7.30 Report : Older workers struggle to keep jobs:

"KERRY O'BRIEN: With an ageing population and fewer young people entering the work force, the Prime Minister and the Treasurer are pitching the same message on one issue at least: early retirement is a luxury we can no longer afford. There's just one problem, though. How do you sell that message to major companies who are regularly showing the door to older, experienced workers and to the other companies who won't then employ them? The result: a growing pool of people who are underemployed. Well, as Mark Bannerman reports, the answers may not be all that complicated."

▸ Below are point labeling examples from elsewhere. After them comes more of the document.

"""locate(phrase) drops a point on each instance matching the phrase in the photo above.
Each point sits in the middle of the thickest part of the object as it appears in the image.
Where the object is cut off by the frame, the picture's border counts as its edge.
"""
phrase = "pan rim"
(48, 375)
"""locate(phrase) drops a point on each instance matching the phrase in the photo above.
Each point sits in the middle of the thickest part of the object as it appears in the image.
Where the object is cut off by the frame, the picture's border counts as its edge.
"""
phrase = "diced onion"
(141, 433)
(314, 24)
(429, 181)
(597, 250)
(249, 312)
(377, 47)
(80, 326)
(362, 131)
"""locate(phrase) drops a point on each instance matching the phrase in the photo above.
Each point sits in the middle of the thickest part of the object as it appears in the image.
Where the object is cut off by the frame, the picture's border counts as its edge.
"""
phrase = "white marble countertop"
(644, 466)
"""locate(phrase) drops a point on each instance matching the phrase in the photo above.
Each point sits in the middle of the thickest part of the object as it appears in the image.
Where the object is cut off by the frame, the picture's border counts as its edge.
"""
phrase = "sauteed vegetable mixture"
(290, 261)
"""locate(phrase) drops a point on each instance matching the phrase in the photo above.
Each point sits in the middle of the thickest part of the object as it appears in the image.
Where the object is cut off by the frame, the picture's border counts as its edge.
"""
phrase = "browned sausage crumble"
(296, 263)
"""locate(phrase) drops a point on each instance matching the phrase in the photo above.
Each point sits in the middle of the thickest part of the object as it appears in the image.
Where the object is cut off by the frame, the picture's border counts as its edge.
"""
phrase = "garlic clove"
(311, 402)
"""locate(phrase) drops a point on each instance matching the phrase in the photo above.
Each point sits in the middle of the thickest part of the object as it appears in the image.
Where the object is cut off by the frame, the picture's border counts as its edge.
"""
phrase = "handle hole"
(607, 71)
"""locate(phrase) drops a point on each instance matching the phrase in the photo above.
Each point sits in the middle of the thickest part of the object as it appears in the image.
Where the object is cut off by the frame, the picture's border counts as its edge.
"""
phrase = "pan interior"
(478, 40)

They are letting older workers go because they appear to cost more money. Well, let's see what happens. You cannot replace age and experience in a job. Maybe in a world where you don't care it won't be a problem having half experiences, green behind the ears workers. The young have a right to work but they also have a right to learn the job properly and that comes from working with older people. If businesses believe experience is replaceable, they will learn. Do you want a brand new surgeoun working on your quadruple bypass? Do you want someone who scraped through their exams? Well, never mind if they stress out and get it all wrong, we'll just put another new one on the team. Some jobs have to be grown into. Some jobs have a complicated set of protocols. Older workers will challenge the establishment because they know from experience that some things wont work. Maybe that's why you let them go. If you want to run things in an irregular way and you do not want people to question. How long will that keep things going? Experience is everything but innovation and flexabilty promote growth. A sound workforce has a mix of people and a positive workforce with couple age and inexperience because older people are aware they have so much they can hand on to new ones. To be divisive on age terms is counter productive.